The Immortal Life of Henrietta Lacks by Rebecca Skloot- This book made me so freaking mad that I had to actually set it down numerous times before finishing it. Who is Henrietta Lacks, you ask? Well, you should know. We should all know since she’s done more for medicine than maybe anyone ever has. Except she was a poor black woman so she (and her family) were treated terribly despite the way she changed the world. Read this book. It sheds new light on science but especially inequality.

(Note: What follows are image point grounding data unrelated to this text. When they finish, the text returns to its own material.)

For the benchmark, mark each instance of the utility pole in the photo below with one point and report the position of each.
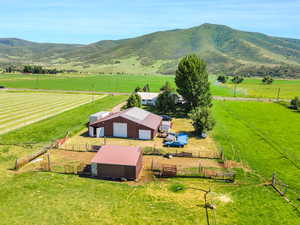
(278, 94)
(235, 90)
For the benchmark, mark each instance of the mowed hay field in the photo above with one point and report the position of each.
(20, 109)
(105, 83)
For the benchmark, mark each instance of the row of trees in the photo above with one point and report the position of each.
(31, 69)
(192, 84)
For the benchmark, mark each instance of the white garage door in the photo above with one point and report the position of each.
(120, 130)
(145, 134)
(100, 132)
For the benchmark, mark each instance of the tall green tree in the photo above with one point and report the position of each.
(166, 87)
(237, 79)
(203, 120)
(146, 88)
(267, 80)
(134, 100)
(295, 103)
(166, 101)
(192, 82)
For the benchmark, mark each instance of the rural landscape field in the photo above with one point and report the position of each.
(183, 113)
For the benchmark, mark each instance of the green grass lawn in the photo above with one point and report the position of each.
(109, 83)
(266, 136)
(287, 89)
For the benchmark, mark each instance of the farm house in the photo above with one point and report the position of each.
(133, 123)
(115, 162)
(148, 98)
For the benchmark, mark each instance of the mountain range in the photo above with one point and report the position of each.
(222, 47)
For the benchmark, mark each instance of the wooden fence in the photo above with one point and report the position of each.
(171, 170)
(23, 161)
(79, 147)
(186, 154)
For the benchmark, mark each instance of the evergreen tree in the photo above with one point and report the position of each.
(166, 87)
(202, 120)
(134, 100)
(192, 82)
(166, 101)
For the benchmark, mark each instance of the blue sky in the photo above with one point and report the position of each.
(87, 21)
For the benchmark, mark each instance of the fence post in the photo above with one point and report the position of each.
(17, 164)
(274, 179)
(49, 162)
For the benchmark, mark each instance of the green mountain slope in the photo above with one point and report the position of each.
(223, 47)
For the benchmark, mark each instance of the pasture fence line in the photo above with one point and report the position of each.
(282, 188)
(79, 147)
(27, 159)
(176, 170)
(184, 154)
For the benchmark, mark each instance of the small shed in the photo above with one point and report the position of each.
(148, 98)
(131, 123)
(116, 162)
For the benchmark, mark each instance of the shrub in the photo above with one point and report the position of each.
(295, 103)
(267, 80)
(222, 79)
(177, 187)
(237, 79)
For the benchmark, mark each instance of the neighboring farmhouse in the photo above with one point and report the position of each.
(133, 123)
(112, 162)
(148, 98)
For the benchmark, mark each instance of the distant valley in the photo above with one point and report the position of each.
(225, 49)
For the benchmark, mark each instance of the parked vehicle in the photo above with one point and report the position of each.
(180, 141)
(170, 137)
(177, 144)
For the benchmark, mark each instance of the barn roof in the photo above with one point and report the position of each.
(136, 115)
(117, 155)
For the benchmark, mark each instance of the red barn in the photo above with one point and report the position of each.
(115, 162)
(133, 123)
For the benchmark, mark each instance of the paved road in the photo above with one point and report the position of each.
(64, 91)
(221, 98)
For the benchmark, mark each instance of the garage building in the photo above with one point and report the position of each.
(133, 123)
(115, 162)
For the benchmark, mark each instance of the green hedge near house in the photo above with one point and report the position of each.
(57, 127)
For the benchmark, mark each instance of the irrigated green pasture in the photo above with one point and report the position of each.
(287, 89)
(102, 83)
(264, 135)
(244, 130)
(20, 109)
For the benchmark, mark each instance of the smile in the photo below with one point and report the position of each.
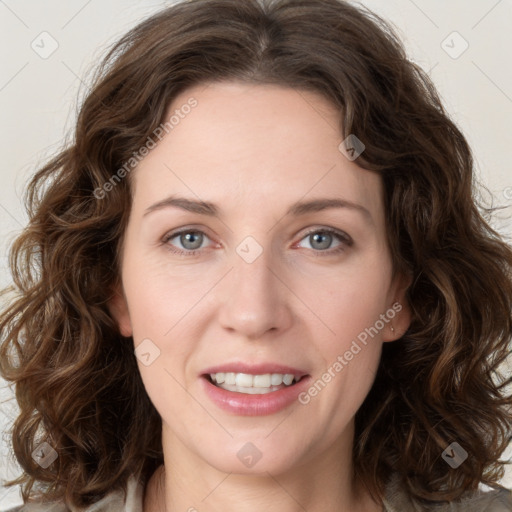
(253, 384)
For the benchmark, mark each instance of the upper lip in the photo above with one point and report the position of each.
(254, 369)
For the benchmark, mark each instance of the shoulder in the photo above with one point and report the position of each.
(113, 502)
(396, 500)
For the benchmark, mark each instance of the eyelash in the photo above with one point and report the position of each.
(340, 235)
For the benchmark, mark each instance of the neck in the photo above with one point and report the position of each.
(323, 483)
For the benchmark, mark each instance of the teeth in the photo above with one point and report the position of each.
(244, 380)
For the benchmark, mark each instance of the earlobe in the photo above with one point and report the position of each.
(118, 307)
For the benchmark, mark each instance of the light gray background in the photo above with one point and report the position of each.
(38, 95)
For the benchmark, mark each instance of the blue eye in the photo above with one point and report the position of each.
(190, 240)
(321, 240)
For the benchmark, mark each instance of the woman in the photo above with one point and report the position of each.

Still the Mind by Alan Watts- Really, read anything by Alan Watts. That guy will take your brain and turn it inside out and make you look at the whole world new forever. He chases in circles but always comes back around. He’s deep but funny. He’s amazing. He is the person I’d have lunch with if I could have lunch with anyone, dead or alive. I named my cat after him because I love him so.
Big George- The Autobiography of an Angel– I don’t know where this book came from and it’s out of print with no author listed. But it’s available on Amazon on occasion and it’s worth paying for if you find a copy. It’s a magical little book about an angel that comes to earth in the form of a premature baby, sent here to teach us to love one another. It warms my heart every time I read it.
Eat Pray Love by Elizabeth Gilbert- I found this book some time before it was popular. Someone dropped it in my lap. Isn’t that how it always goes with good books? It was exactly what I needed at the time. It’s about one woman’s struggle to find herself after landing in a dark corner within herself. At the time, I could so totally relate. I think we all can at some points in our lives.
Me Talk Pretty One Day by David Sedaris- I was reading this book at the doctor’s office once while I was there for a check-up. I laughed so hard while in the waiting room that it took me straight through being weighed and measured and into an exam room before I could get my shit together. I was a little afraid that they were going to put me on a 24 hour psych hold because I was literally in tears. David is the funniest guy ever and I recommend him so very highly.
A Prayer for the Dying by Stewart O’Nan- This book is sad and dark and strange, written in the second person voice so it makes the story seem eerily yours. Set in Friendship Wisconsin just after the civil war, you are the town’s undertaker, pastor and sheriff during the midst of a diphtheria outbreak. Like I said, sad and strange, which is why it still haunts me.
Gone Girl by Gillian Flynn- I often times don’t like books that really hit it big, but I liked this one. It made me say “Holy shit!” like 7 times. I don’t often find books that keep me on my toes like that. I kinda couldn’t put it down.
Dreaming Out Loud by Michelle Roth- I have to list my own book, because if we’re listing books that shaped us, writing a book is for sure on the list. If reading a book can change us, then writing one will change your whole life. I highly recommend it for anyone who has even the slightest inkling, but I warn you that it will challenge you and make you face demons and skeletons you’d forgotten years ago. At varying points in the process, I compared writing a book to an endless road trip without a working odometer, to pregnancy and to childbirth. That said, I wouldn’t change it for anything and it was one of the most gratifying things I’ve ever done.